Sunday, February 24, 2013

'New Hampshire' Fried Chicken Dinner

My mother procures 6 or 7 chickens every year from her local farmer in Tamworth, one of which found its way to my freezer recently.  Upon thawing, I promptly broke it down into pieces, oven-fried 'em, and served 'em up with all the rest of the usual KY-style suspects (what can I say, I'm a child of the 70's), the difference being my sides came from within 3-25 miles!

Red and green cabbage-carrot slaw, thank you Heron Pond; corn, blanched and frozen from last summer's awesome harvest, thank you Barker's; mashed potatoes, thank you Riverside Farm; gravy, with homemade chicken stock, thank you Brookford Farm for the awesome flour; and, herbed cream cheese biscuits, thank you Gagne Foods, Bath, ME. 

I soaked my sectioned chicken pieces in a brine of 1-1/2 c Kate's buttermilk (ME) whisked with: 2Tbsp Raye's Old World mustard (ME); 1 Tbsp Herb Farmacy's garlic sea salt (MA); fresh ground black pepper and cayenne pepper; and, a splug of hot sauce.  Marinated for ~2-1/2 hrs, but wished I had thought of this menu a good 4 hours earlier.

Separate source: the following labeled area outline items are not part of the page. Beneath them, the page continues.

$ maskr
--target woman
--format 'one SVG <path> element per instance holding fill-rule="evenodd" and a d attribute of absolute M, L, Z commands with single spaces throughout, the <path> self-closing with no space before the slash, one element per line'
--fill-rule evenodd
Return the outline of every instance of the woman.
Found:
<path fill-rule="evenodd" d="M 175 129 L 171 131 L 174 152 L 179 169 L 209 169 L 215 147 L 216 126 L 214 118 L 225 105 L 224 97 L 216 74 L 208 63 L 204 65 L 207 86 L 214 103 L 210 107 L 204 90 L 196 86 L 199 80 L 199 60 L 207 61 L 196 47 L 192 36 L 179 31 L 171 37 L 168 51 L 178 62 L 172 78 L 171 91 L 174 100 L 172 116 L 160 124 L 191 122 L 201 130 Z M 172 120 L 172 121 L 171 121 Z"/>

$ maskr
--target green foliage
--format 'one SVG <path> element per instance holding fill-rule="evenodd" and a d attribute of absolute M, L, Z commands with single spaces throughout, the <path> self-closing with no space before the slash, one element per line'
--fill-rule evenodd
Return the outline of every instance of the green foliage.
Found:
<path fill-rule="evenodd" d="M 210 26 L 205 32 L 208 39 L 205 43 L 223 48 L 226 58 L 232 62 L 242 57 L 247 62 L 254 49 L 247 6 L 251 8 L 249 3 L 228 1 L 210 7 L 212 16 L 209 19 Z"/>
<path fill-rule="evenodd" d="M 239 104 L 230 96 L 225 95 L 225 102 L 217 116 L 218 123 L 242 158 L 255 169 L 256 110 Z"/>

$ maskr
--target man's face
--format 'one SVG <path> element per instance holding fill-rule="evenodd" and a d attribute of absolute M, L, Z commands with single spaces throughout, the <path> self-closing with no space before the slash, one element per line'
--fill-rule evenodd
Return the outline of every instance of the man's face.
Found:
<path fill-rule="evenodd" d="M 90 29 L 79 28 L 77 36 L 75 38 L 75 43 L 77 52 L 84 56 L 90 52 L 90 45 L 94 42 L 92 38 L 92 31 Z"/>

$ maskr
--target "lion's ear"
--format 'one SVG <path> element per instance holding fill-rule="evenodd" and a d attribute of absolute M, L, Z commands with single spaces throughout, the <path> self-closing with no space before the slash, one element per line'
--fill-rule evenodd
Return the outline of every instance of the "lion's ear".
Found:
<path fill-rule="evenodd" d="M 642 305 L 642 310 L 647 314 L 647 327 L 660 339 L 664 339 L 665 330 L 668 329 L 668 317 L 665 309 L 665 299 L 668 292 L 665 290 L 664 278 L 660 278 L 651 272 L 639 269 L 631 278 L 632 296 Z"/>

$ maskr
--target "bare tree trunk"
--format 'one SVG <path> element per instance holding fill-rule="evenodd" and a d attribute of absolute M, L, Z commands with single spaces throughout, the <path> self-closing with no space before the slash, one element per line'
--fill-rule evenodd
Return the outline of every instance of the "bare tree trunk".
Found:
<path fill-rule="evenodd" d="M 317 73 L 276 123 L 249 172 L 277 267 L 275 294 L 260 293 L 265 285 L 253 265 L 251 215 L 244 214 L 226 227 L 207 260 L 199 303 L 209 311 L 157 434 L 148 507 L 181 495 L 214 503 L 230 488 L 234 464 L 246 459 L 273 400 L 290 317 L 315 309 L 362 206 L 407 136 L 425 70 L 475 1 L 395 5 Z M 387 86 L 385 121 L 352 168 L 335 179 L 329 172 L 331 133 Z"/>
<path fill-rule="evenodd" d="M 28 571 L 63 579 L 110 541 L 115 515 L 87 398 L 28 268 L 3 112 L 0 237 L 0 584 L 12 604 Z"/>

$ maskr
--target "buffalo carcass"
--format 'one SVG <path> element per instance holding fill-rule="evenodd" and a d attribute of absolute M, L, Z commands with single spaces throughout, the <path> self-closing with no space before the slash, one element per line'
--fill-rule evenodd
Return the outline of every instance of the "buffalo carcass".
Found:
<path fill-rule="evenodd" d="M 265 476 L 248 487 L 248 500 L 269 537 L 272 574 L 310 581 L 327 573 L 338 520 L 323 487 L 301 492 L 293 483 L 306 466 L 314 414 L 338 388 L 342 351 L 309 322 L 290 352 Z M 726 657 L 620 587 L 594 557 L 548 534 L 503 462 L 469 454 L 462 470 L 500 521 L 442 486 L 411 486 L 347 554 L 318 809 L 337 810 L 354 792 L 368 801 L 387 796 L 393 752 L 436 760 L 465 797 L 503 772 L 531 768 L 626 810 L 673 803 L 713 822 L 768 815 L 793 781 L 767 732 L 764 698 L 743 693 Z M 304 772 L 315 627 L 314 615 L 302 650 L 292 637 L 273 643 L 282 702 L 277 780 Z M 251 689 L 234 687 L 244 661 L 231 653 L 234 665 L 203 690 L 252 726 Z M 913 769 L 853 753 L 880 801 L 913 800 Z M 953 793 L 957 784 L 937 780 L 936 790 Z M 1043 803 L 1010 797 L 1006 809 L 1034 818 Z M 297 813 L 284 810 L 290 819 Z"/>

Oven-"fried" made for a super crunchy and much healthier meal.  I used up some heritage flakes cereal, crushed, mixed with panko crumbs, various seasonings such as paprika, garlic powder, Bell's, salt and pepper, and simply dredged the buttermilk-soaked pieces until well coated.  Oh yeh, I drizzled a couple tablespoons of evoo into the crumb mixture first.

A hot oven--400 did the trick--and a rack set over a baking sheet was all it took to make these babies look textbook perfect.  Super tasty, super moist, and did I say super crunchy?  Hot buttered corn, crunchy and creamy coleslaw, and whipped, buttered mashed potatoes with a delicious chicken gravy brought back serious memories--without an iota of guilt!  YUM!